- Crude Oil Analysis: USOIL breaches five-week lows
- Saudi Aramco Base Oil breaks below its yearly lows
- U.S crude oil inventories drop again this week by 2.5M barrels
- Chinese economic data is awaited for an updated outlook on oil demand potential
- OPEC June 1 meeting probabilities lean towards an unchanged output, according to CME Group
Source: CME Group OPEC Watch Tool
Crude Oil analysis lies at a critical juncture with a rising debate between OPEC members: some are unwilling to cut oil production below their capacities, while others seek to shore up crude prices. As previous policies have shown, OPEC members would adhere to supply cut quotas while non-members fulfill the global demand. However, members such as Iraq and UAE are eager to secure higher production levels onto 2025 with their increased production capacities.
U.S CPI metrics cooled down and are still above the Fed’s desired 2% target rate, reflecting a difficulty for a rate cut on the near horizon
In terms of crude, lower inflation levels are preferred for a better demand outlook. However, sticky inflation rates would raise questions about the ease of economic growth and demand potential. From an inventory perspective, crude oil inventories have decreased this week by a 2.5M barrel change, allowing the chart to temporarily hold on its latest 6-week low.

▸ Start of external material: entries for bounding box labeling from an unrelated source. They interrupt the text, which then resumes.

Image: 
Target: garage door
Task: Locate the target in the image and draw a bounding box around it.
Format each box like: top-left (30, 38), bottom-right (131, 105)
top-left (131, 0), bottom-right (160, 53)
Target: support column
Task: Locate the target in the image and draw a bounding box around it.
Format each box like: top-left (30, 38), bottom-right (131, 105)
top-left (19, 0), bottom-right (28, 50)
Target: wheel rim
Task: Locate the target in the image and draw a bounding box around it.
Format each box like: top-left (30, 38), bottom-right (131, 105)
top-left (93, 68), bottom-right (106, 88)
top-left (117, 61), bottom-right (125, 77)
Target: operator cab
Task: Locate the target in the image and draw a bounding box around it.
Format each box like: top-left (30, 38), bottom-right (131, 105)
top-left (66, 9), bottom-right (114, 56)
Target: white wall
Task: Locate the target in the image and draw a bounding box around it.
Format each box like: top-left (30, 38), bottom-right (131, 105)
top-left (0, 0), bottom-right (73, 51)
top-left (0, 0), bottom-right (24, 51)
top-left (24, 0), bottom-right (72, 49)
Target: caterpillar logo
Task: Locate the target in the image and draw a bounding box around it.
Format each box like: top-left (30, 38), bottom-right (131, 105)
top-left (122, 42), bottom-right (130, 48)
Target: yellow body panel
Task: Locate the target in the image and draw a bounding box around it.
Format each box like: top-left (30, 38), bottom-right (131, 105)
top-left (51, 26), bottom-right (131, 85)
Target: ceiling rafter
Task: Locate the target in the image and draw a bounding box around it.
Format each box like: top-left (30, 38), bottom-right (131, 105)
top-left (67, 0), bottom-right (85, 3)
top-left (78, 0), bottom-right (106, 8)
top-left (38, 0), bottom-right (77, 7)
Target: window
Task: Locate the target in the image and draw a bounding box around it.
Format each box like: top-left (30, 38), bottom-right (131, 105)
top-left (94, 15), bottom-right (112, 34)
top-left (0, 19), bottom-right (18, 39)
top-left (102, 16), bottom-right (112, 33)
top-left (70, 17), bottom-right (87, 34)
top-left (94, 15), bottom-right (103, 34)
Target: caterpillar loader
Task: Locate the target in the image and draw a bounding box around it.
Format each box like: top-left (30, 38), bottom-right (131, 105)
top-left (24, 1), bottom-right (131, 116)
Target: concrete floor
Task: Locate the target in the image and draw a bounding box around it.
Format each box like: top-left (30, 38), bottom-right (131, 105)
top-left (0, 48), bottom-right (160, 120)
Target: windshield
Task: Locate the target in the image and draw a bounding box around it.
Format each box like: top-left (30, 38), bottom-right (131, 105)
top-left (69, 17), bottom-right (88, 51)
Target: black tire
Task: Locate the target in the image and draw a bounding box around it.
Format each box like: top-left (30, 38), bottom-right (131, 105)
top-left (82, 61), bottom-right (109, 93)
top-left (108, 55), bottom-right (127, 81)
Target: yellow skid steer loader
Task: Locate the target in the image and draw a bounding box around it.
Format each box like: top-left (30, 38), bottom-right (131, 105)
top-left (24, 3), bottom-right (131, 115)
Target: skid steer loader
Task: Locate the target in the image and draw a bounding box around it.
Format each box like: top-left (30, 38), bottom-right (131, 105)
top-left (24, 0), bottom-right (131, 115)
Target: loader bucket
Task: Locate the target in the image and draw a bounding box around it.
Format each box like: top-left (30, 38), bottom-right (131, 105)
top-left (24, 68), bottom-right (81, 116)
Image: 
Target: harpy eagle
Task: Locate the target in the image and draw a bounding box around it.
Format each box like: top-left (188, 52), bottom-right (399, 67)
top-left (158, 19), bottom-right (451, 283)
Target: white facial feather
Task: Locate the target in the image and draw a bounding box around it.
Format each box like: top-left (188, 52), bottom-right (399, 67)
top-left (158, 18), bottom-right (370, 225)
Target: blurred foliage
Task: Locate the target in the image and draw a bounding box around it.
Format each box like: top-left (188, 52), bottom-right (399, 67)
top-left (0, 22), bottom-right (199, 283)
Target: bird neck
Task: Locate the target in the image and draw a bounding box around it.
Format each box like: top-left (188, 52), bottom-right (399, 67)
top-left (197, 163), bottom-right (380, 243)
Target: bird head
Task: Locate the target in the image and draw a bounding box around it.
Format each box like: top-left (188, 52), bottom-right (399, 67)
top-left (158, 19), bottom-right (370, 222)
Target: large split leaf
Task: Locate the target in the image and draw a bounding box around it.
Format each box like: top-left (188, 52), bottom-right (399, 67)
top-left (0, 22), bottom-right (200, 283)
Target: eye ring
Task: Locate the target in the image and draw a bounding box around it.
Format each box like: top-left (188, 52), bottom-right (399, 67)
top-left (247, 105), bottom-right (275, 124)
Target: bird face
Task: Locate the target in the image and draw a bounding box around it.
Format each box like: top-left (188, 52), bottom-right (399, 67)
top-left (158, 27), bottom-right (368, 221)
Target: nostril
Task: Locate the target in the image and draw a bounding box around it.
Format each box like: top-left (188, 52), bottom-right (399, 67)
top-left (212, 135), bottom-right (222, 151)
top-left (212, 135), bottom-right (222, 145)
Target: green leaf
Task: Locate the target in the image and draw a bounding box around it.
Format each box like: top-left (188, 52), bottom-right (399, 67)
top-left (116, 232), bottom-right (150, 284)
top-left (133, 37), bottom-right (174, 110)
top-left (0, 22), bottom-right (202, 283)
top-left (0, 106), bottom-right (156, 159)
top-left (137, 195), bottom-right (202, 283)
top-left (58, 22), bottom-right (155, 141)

Quantifying the uncertainties:
Crude Oil Analysis: USOIL – Daily Time Frame – Logarithmic Scale
USOIL’s largest correction of the year proceeded to a new low of 7651 today, amplifying bearish bias on the chart. Looking at the chart from a pattern perspective, a head and shoulders pattern target could indicate further downtrends if the latest 7651 low is broken. Potential supports can be met near 7620 and 7570 on the short run, and 7530 and 7470 on a longer run. Supporting fundamentals in terms of increasing supply and weaker growth outlooks can confirm a downtrend continuation for crude oil charts. Reversing from the latest lows, upper resistance levels can be met near 81.10, 83, and 84.70 respectively.